The project was embedded in the CellSys project (grant number 031 6189 A) funded by the German Federal Ministry of Science and Education (Bundesministerium für Bildung und Forschung- BMBF). Cooperation partners in the CellSys project were:

• Prof. Dr.-Ing. Udo Reichl, Max Planck Institute for Dynamics of Complex Technical Systems, Bioprocess Engineering
• Prof. Dr. T. Meyer, Dr. A. Karlas, Max Planck Institute for Infection Biology Berlin, Molecular Biology Unit
• Dr. D. Wirth, Dr. H. Hauser, Helmholtz Centre for Infection Research Brunswick, Molecular Biotechnology
• Dr. V. Sandig, ProBioGen AG, Berlin
• Dr. M. Lesch, Steinbeis gGmbH, Berlin

References

Own Publications:

[1] T. Müller,1 R. Dürr,  B. Isken, J.Schulze-Horsel, U. Reichl, A. Kienle. Distributed Modeling of Human Influenza A Virus–Host Cell Interactions During Vaccine Production. Biotechnology and Bioengineering, 110(8), p. 2252-2266, 2013.
[2] R. Dürr, S. Duvigneau, T. Laske, M. Bachmann, A. Kienle. Analyzing the impact of heterogeneity in genetically engineered cell lines for influenza vaccine production using population balance modeling. Proceedings to Foundations of Systems Biology in Engineering – FOSBE 2016, IFAC-PapersOnline, 49, p. 225 – 230, 2016.
[3] R. Dürr. Parameter estimation and method of moments for multi dimensional population balance equations with application to vaccine production processes. PhD thesis, Faculty of electrical engineering and information technology, Otto von Guericke University Magdeburg, 2016
[4] R. Dürr, T. Müller, S. Duvigneau, A. Kienle. An efficient approximate moment method for multi-dimensional population balance models – Application to virus replication in multi-cellular systems. Chemical Engineering Science, 160, p. 321 – 334, 2017.
[5] S. Duvigneau, R. Dürr, T. Laske, M. Bachmann, M. Dostert, U. Reichl, A. Kienle. Mathematical modeling as a tool to improve influenza vaccine production processes. Proceedings to Foundations of Systems Biology in Engineering – FOSBE 2018, IFAC-PapersOnline, 51, p. 1-4, 2018.

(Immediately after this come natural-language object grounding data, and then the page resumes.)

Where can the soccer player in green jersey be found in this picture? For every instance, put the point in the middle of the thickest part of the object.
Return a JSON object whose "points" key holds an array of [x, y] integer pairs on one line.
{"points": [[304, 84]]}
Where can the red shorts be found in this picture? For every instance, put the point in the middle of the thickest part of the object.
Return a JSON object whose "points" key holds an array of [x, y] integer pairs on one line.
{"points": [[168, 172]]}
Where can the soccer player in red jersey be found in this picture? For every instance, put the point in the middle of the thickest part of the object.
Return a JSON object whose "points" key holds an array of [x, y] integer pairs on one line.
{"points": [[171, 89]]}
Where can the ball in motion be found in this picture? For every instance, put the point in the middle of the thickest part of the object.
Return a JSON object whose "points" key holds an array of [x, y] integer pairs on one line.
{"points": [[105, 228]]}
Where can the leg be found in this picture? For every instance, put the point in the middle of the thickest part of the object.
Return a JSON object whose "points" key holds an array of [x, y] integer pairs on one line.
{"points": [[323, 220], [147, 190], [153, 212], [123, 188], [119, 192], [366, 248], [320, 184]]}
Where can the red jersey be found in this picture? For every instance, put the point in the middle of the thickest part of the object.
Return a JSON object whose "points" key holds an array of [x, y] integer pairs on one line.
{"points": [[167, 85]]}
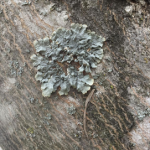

Related research articles (BPE group):

[6] F. S. Heldt, T. Frensing, A. Pflugmacher, R. Gröpler, B. Peschel, U. Reichl. Multiscale Modeling of Influenza A Virus Infection Supports the Development of Direct-Acting Antivirals. PLoS Computational Biology. 9(11), 2013.
[7] T. Laske, F. S. Heldt, H. Hoffmann, T. Frensing, U. Reichl. Reprint of Modeling the intracellular replication of influenza A virus in the presence of defective interfering RNAs. Virus Research, 218, p. 86 – 95, 2016.
[8] T. Laske, M. Bachmann, M. Dostert; T. Frensing, A. Karlas, D. Wirth, U. Reichl. Model-based analysis of influenza A virus replication in genetically engineered cell lines elucidates the impact of host cell factors on key kinetic parameters of virus growth. PloS Computational Biology, 2018, under review.